The day fell slowly, wiping the sky in shades of copper and soot. The man walked, a unique figure in the gray plain. With each step, the light receded, but it left behind a persistent glow, suspended on the horizon like a breath that refused to die.

He stopped at the edge of an old road, half choked with dust. The silence around him was no longer threatening. He now looked like a waiting, calm and almost tender. He plunged a hand into the dry earth: under the layer of ash, he felt a different texture, still warm, alive. It was almost nothing—a wet dust, the promise of renewal.

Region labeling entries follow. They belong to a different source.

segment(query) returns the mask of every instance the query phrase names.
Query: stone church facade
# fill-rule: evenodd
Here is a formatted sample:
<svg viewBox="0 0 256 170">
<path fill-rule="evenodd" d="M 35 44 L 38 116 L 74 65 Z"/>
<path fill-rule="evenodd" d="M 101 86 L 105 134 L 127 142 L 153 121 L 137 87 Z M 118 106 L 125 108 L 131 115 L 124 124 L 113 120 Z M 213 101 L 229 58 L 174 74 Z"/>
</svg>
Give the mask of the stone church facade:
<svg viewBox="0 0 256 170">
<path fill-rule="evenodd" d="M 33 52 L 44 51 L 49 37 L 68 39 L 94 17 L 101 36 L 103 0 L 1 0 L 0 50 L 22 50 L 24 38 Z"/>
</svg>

He remained there for a long time, motionless, his gaze fixed on the distant line where the world seemed to start again. And in this twilight without certainty, he knew that he would continue to walk. Not to forget, nor to redeem oneself, but simply to be there when something even imperceptible—would dare to bloom again.

The wind rose gently and carried a handful of ash towards the sky.

And the man, for the first time since the end of the world, closed his eyes without fear.

He knew that friends would not return. Nothing could erase the furrow he had dug in the memory of the world. The hatred he had sown remained lurking in the ashes, old and tenacious as dust. Yet, he had returned. Not to seek glances, nor open arms. He did not want forgiveness. Only a place to lay one’s hands, a stone to raise, a trace of life to revive.

He was advancing in what remained of a village, amid cracked walls, glass-free windows, collapsed roofs. The marks of the past were everywhere, but the silence was no longer that of despair—only that of a world waiting to be touched again.

He dropped his bag, knelt down, picked up a stone still cold. She weighed heavily, but he kept her against him as a first gesture, perhaps insignificant, but true. In this weight, he felt the rhythm of his own breathing. He no longer hoped for anything: only continue, build despite everything, even alone, even in the rubble.

Then he began to work. And as his blackened hands touched the stone, something—tiny but real — changed in the air. The day flew by, and under the gray sky revived the fragile idea of a beginning.


THE END

Published: 2026-02-20, viewed 23 times.